In [1]:
import os
import requests
from bs4 import BeautifulSoup
from urllib.parse import urljoin, urlparse

# Function to clean up folder and filenames
def clean_filename(url):
    # Use the URL path as the filename, replacing slashes with underscores
    return urlparse(url).path.replace('/', '_').strip('_')

# Recursive function to scrape a URL and follow links up to depth 4
def scrape_page(url, current_depth, max_depth, parent_directory):
    if current_depth > max_depth:
        return

    # Create a directory for the current URL if it doesn't exist
    directory_name = clean_filename(url)
    directory_path = os.path.join(parent_directory, directory_name)
    os.makedirs(directory_path, exist_ok=True)
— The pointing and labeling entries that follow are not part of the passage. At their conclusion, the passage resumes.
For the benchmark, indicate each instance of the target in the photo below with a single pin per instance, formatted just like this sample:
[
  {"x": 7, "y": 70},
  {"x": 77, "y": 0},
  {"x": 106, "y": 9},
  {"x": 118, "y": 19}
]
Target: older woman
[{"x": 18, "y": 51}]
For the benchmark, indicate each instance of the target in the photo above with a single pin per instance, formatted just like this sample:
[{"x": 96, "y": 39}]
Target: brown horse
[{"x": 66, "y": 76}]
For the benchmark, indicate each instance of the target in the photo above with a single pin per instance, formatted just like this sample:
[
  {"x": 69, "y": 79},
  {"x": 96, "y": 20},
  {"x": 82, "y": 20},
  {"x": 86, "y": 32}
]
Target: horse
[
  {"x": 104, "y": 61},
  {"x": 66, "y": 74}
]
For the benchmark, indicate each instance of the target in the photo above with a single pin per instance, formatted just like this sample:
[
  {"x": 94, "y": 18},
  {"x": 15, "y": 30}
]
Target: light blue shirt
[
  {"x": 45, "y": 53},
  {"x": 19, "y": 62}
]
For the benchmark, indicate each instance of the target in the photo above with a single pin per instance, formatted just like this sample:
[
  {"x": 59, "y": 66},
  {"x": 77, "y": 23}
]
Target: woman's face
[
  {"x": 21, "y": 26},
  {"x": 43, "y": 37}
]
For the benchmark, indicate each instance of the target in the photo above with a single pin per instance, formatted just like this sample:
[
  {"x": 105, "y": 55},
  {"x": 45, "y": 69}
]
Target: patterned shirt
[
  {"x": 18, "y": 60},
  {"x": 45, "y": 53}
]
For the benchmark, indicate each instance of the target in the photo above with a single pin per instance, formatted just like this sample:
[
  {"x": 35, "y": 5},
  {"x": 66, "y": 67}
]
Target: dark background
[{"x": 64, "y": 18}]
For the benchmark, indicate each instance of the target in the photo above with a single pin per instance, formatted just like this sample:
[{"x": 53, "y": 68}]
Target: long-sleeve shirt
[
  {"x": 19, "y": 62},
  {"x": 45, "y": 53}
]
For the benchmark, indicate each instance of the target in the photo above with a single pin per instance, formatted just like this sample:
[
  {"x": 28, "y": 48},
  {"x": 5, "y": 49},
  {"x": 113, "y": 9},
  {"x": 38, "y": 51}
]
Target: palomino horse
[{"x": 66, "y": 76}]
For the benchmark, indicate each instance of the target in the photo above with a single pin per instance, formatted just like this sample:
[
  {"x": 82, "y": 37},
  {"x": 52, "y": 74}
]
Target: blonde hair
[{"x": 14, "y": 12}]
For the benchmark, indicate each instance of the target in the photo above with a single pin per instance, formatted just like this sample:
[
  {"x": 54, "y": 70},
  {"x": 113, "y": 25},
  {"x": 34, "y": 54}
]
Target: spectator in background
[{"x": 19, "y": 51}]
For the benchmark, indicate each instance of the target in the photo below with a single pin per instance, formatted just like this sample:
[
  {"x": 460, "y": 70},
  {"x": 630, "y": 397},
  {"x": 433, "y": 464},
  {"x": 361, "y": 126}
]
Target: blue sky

    # Fetch the page content
    try:
        response = requests.get(url)
        soup = BeautifulSoup(response.text, 'html.parser')

        # Save the main content (paragraphs) to a .txt file
        text_filename = os.path.join(directory_path, f'{directory_name}.txt')
        with open(text_filename, 'w', encoding='utf-8') as file:
            main_content = soup.find_all('p')
            for paragraph in main_content:
                file.write(paragraph.get_text() + '\n')

        print(f'Scraped: {url} (depth {current_depth})')

        # Find all links on the page
        links = soup.find_all('a', href=True)
        for link in links:
            full_url = urljoin(url, link['href'])  # Get the full URL
            # Ensure we are only following internal links (same domain)
            if urlparse(full_url).netloc == urlparse(url).netloc:
                # Recursively scrape the link
                scrape_page(full_url, current_depth + 1, max_depth, directory_path)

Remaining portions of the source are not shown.